Guilty verdict in 'Kensington Strangler' trial

Pictured: Antonio Rodriguez, who was formally charged on January 20, 2011 with three murders connected to the so-called 'Kensington Strangler.' He was arrested on January 17, 2011, just minutes after police publicly identified him as a person of interest in the case.

August 16, 2012 3:39:02 PM PDT
The man accused of being the 'Kensington Strangler' has been convicted of strangling three women during sex and will serve three consecutive life sentences.

Prosecutors did not seek the death penalty against 23-year-old Antonio Rodriguez, who has a history of mental illness.

Police used DNA to identify Antonio Rodriguez as the suspect after the slayings terrorized the gritty Kensington neighborhood in late 2010. Crime-scene photos presented during the non-jury trial Tuesday show a condom he allegedly left behind.

In his January 2011 statement, Rodriguez acknowledged that he used a condom with the last victim because he knew police were on the hunt for the feared strangler. Rodriguez also told police the first death was accidental during rough sex, but said he purposely choked the other two women as they fought him.

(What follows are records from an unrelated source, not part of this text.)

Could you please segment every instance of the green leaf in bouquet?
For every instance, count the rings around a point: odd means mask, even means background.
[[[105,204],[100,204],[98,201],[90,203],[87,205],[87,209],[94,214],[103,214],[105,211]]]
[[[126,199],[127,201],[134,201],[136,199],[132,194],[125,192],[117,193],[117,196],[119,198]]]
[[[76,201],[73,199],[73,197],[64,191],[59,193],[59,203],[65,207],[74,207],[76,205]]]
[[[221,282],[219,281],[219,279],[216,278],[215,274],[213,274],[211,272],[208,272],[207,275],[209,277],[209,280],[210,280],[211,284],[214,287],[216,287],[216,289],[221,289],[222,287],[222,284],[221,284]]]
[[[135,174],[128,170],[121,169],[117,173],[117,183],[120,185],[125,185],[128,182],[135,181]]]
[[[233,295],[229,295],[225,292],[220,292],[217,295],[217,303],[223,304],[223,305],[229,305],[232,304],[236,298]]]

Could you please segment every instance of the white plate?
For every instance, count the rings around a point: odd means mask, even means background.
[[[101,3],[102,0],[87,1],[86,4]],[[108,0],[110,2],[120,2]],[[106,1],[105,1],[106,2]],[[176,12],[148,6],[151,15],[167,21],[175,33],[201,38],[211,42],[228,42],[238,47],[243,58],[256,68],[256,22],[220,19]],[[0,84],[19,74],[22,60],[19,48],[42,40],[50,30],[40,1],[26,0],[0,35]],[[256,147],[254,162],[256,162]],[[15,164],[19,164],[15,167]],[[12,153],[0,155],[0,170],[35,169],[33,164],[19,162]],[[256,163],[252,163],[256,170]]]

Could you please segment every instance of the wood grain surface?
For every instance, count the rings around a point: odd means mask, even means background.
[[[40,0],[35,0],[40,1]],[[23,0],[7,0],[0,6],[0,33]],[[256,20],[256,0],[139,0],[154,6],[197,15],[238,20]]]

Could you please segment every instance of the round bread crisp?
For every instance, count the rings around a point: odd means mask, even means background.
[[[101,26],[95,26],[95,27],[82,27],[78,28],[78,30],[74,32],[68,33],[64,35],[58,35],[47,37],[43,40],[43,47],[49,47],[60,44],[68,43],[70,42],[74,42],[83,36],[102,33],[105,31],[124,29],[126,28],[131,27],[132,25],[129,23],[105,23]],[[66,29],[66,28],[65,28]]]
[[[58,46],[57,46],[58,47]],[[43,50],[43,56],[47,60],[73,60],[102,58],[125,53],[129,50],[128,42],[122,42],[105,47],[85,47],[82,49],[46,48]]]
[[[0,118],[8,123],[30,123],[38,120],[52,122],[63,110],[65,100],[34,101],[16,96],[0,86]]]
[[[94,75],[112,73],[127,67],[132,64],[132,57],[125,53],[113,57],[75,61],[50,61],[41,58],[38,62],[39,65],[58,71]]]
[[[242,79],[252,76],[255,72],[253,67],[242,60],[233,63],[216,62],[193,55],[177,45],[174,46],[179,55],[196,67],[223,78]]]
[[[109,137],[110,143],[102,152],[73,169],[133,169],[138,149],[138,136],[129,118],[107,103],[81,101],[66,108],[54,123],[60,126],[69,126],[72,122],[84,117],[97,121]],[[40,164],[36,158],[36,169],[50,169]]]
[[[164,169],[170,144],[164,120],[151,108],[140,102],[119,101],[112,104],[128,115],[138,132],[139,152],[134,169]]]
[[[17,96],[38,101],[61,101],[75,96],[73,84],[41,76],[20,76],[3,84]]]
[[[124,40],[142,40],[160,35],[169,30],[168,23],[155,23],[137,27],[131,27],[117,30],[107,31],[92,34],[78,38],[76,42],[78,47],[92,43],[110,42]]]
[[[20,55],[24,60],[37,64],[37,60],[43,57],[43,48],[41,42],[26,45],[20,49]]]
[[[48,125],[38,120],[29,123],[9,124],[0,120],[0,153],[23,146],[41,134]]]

The victims, all struggling with drug addiction, died within blocks of each other. Rodriguez told police they were "working" or available for sex. Each was found semi-nude.

Nursing student Elaine Goldberg of Philadelphia, 21, was found dead in an abandoned lot on Nov. 3. Nicole Piacentini, 35, of Philadelphia was found in a trash-strewn abandoned house on Nov. 13. Casey Mahoney, 27, of East Stroudsburg, was found dead on Dec. 15.

The spilled contents of one woman's purse included a flyer for a drug-treatment program and a message from a doctor that an unspecified test was negative.

Rodriguez waived his right to a jury trial. Neither side made opening statements. Without a jury, the trial moved swiftly before Common Pleas Judge Jeffrey Minehart. A series of crime-scene investigators testified.

The most graphic photographs were shown privately to the judge, presumably to spare the victims' family and friends in the courtroom.